Mitigation of the HA inhibition is required to increase the hydrolysis efficiency and methane yields of cellulosic biomass digestion. Therefore, two different strategies were tested for their potential use as mitigation agents, viz. addition of cations such as, calcium magnesium and iron (Chapter 3 and Chapter 6) and addition of hydrolytic enzymes (Chapter 6). Addition of magnesium, calcium and iron salts mitigated the HA inhibition and hydrolysis efficiencies reached up to 75, 65 and 72%, respectively, compared to the control groups in the batch wise incubations (Chapter 3). However, in long term CSTR operations, calcium addition did not show a positive effect on hydrolysis inhibition. On the other hand, enzyme addition helped to reverse the negative effect of HA.

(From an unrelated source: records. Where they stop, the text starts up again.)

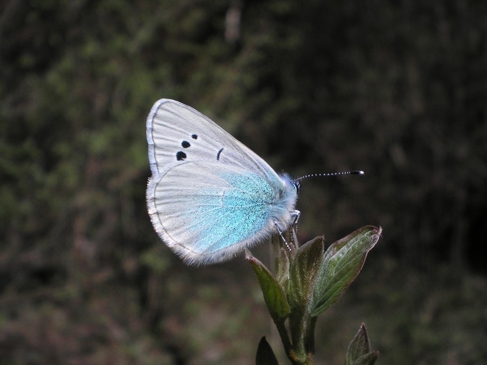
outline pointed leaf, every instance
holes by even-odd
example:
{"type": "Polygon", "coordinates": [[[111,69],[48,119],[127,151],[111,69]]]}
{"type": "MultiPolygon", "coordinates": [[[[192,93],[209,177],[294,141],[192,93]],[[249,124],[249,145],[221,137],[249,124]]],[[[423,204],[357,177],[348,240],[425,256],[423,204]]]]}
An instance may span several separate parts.
{"type": "Polygon", "coordinates": [[[346,365],[353,365],[354,362],[361,356],[370,352],[370,343],[367,334],[365,325],[362,323],[358,332],[353,336],[346,350],[346,365]]]}
{"type": "Polygon", "coordinates": [[[362,270],[381,232],[373,226],[363,227],[328,248],[316,280],[312,316],[318,316],[340,299],[362,270]]]}
{"type": "Polygon", "coordinates": [[[264,300],[274,322],[284,321],[291,312],[282,287],[279,285],[272,273],[262,262],[246,252],[246,257],[252,265],[264,295],[264,300]]]}
{"type": "Polygon", "coordinates": [[[378,357],[378,351],[372,351],[360,356],[353,362],[353,365],[374,365],[378,357]]]}
{"type": "Polygon", "coordinates": [[[288,300],[292,308],[305,308],[311,302],[324,248],[323,237],[317,237],[296,251],[289,270],[288,300]]]}
{"type": "Polygon", "coordinates": [[[265,336],[260,339],[255,355],[255,365],[279,365],[272,348],[265,336]]]}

The microbial communities involved in AD were also studied. Chapter 5 and Chapter 6 dealt with microbial community analyses with 16S rRNA next generation sequencing. In Chapter 5, five replicate reactors were monitored during the start-up period. Transient feeding strategy was used to acclimatise anaerobic sludge to efficient cellulose and xylan degradation. During the experiment, Bacteriodales, Clostridiales and Anaerolineales became dominant bacterial populations while, Methanobacteriaceae and Methanospirillaceae were the dominant archaeal populations within the reactors. In Chapter 6, the microbial population dynamics in the presence and absence of HA were monitored. Microbiological analyses showed that the abundance of hydrolytic/fermentative bacterial groups such as Clostridiales, Bacteroidales and Anaerolineales was significantly lowered by the presence of HA. HA also affected the archaeal populations. Mostly hydrogenotrophic methanogens were negatively affected by HA.
In conclusion, this thesis confirms that HA inhibit the hydrolysis and methanogenesis within both batch incubations and CSTR systems. Microbial populations were also affected by HA. Therefore, hydrolytic enzyme addition can be an option to mitigate HA inhibition and enhance hydrolysis and methanogenesis during conversion of biomass to biogas.